Central Nine Career Center added a pre-engineering program several years ago to give students taking advanced science and math courses the chance to learn problem-solving applications and participate in hands-on projects similar to what they would see in a college-level engineering program.

The program was offered by Project Lead the Way, which tries to prepare students for careers in science, technology, engineering and math and which has courses at 5,000 schools across the country.

Since then, Center Grove, Clark-Pleasant and Greenwood all have launched or plan to start their own pre-engineering courses through Project Lead the Way.

Central Nine decided to drop the program after seeing those schools start their own programs. That means if Franklin and Indian Creek High Schools want their students to have the option to take pre-engineering courses, they’ll have to provide them on their own.

But finding a teacher who’s trained to teach the course can be a challenge.

Franklin Community High School Principal Doug Harter tried to create a pre-engineering course for his students this year. He and the high school’s guidance counselors found that between 15 and 20 students wanted to study pre-engineering, but then he had to find a teacher for the program.

He couldn’t find an instructor who could complete two weeks of mandatory engineering training before the start of the school year.

“We had enough interest. I just couldn’t find the person to teach the course,” Harter said. “There’s just not a lot of people in that field who are licensed teachers. That’s the issue.”

In the fall of 2010, the pre-engineering program at Central Nine was so popular that 40 students — nearly two classrooms’ worth — were enrolled.
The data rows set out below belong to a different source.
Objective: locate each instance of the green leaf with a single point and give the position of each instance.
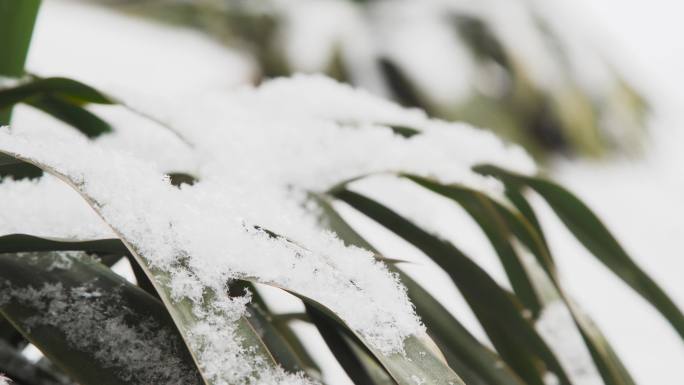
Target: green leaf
(475, 363)
(72, 114)
(359, 363)
(421, 360)
(181, 310)
(482, 210)
(66, 89)
(594, 235)
(16, 27)
(499, 313)
(277, 337)
(16, 169)
(23, 371)
(605, 359)
(17, 243)
(83, 318)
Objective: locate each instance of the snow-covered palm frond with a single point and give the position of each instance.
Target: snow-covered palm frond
(526, 69)
(236, 202)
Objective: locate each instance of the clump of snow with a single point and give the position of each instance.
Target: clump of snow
(258, 153)
(138, 350)
(556, 326)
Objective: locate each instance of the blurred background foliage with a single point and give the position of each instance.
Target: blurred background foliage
(517, 67)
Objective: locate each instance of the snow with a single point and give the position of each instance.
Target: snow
(632, 327)
(96, 322)
(259, 152)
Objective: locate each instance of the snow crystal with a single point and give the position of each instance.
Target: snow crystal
(137, 350)
(47, 207)
(557, 327)
(259, 153)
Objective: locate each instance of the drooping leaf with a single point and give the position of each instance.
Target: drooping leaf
(16, 169)
(93, 324)
(23, 371)
(607, 362)
(420, 361)
(501, 316)
(594, 235)
(483, 211)
(475, 363)
(182, 310)
(357, 361)
(63, 88)
(72, 114)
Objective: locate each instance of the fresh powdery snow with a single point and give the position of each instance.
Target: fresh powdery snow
(258, 153)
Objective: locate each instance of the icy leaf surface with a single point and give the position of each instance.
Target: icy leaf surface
(258, 152)
(557, 327)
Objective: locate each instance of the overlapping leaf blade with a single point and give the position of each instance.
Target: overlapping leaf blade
(25, 275)
(499, 313)
(607, 362)
(475, 363)
(594, 235)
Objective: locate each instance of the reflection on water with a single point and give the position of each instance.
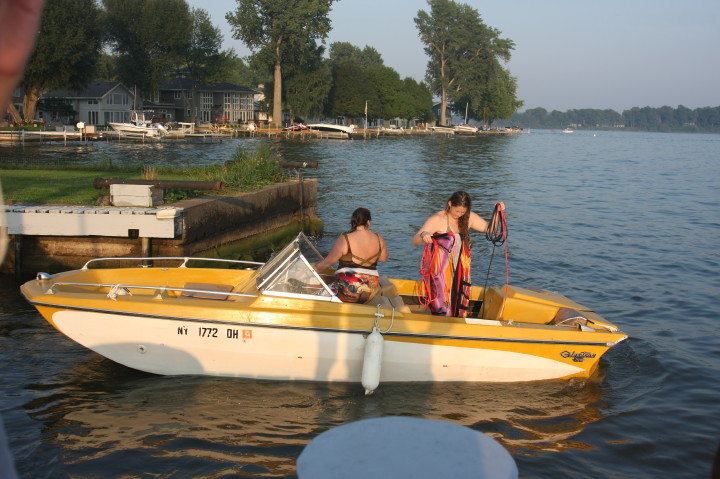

But those numbers dropped as area school districts created their own courses, curriculum director Nicole Otte said.

An advantage to high schools offering the pre-engineering program themselves is that it gives more students a chance to take the course, Harter said.

Students who take a lot of Advanced Placement courses aren’t always interested in taking courses at the career center because they can take more college-level courses if they stay at their high school, Harter said.

He said he hopes that if Franklin can start a pre-engineering program, there will be enough seats for both Advanced Placement students and for students who would have taken the course at Central Nine.

Central Nine has replaced the pre-engineering program with an advanced manufacturing course that includes lessons in electronics and how gears operate to make machines work.

Otte is hopeful the career center can start working more closely with area high schools and middle schools so students can start learning earlier what kind of training they can receive at Central Nine and how that training could benefit them in different careers.